Chaperonins are large ring-shaped protein complexes which use the energy of ATP hydrolysis to increase the efficiency of protein folding in the cell. The best characterized chaperonin is the GroEL molecule of E. coli. Full function of GroEL requires the presence of the co-chaperonin molecule GroES which is also a ring structure. We present here a model for a GroEL-GroES mediated folding reaction based on the available experimental data: First, an asymmetric GroEL-GroES complex, in which GroES is bound to one end of the GroEL cylinder, acts as the polypeptide acceptor state. Polypeptide binding occurs exclusively to the GroEL ring not occupied by GroES, resulting in the formation of a trans complex. While this binding might reduce the affinity of GroEL for nucleotide and GroES, order of addition experiments indicate that polypeptide binding alone does not obligatorily result in the release of GroES. Second, a single round of ATP hydrolysis in the GroEL ring occupied by polypeptide induces the release of GroES. Third, rebinding of GroES can now occur on the same GroEL ring as polypeptide, yielding a cis complex in which the polypeptide is sequestered under GroES in an enlarged GroEL central cavity. Fourth, 7 ATP molecules are bound by the unoccupied GroEL ring.
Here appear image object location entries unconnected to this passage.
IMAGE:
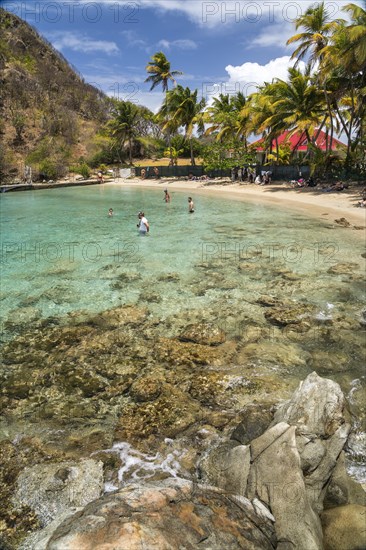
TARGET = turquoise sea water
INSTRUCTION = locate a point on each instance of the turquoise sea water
(61, 253)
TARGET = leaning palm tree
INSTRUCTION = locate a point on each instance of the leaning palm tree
(185, 111)
(124, 126)
(318, 28)
(160, 73)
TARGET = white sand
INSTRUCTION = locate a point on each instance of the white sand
(313, 202)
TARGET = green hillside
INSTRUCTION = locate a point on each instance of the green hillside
(49, 114)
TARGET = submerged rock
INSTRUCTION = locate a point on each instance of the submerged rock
(203, 333)
(344, 527)
(288, 315)
(51, 489)
(316, 407)
(171, 514)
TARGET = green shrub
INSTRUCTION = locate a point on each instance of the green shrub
(48, 170)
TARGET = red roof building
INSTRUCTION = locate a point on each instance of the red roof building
(298, 142)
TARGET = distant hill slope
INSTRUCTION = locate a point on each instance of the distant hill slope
(48, 113)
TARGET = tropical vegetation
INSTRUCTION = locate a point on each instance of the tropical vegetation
(325, 91)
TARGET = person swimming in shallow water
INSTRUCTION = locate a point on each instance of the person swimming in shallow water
(143, 224)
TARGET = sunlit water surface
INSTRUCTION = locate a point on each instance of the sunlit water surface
(62, 253)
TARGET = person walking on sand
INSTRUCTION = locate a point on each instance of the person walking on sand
(143, 224)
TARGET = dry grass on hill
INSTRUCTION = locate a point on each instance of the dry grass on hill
(162, 162)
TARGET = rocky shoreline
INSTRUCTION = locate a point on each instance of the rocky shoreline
(187, 406)
(287, 488)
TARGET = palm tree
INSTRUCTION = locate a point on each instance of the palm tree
(344, 69)
(224, 117)
(123, 127)
(357, 37)
(161, 74)
(185, 111)
(318, 28)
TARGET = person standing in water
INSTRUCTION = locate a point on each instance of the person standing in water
(143, 224)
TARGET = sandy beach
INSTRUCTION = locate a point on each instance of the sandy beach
(311, 201)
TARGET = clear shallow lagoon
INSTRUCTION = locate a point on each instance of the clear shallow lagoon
(61, 253)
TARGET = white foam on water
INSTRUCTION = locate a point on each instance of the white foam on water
(326, 314)
(137, 466)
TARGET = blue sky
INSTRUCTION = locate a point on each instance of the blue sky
(219, 46)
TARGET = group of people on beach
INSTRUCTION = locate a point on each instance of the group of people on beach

Nucleotide binding has the dual effect of initiating the folding reaction in the sequestered polypeptide and starting a "timer" for the release of GroES. Fifth, after 15-30 seconds the "timer" goes off resulting in the release of GroES driven by hydrolysis of ATP. Finally, the release of GroES allows the polypeptide to exit the GroEL central cavity. The fraction of substrate molecules that have achieved sufficient native structure prior to release go on to complete folding and/or oligomerization in solution. The remaining molecules are rapidly rebound by the same or different GroEL complexes. This rebinding acts to unfold any incorrect structure in kinetically trapped intermediates and to reinitiate the folding cycle.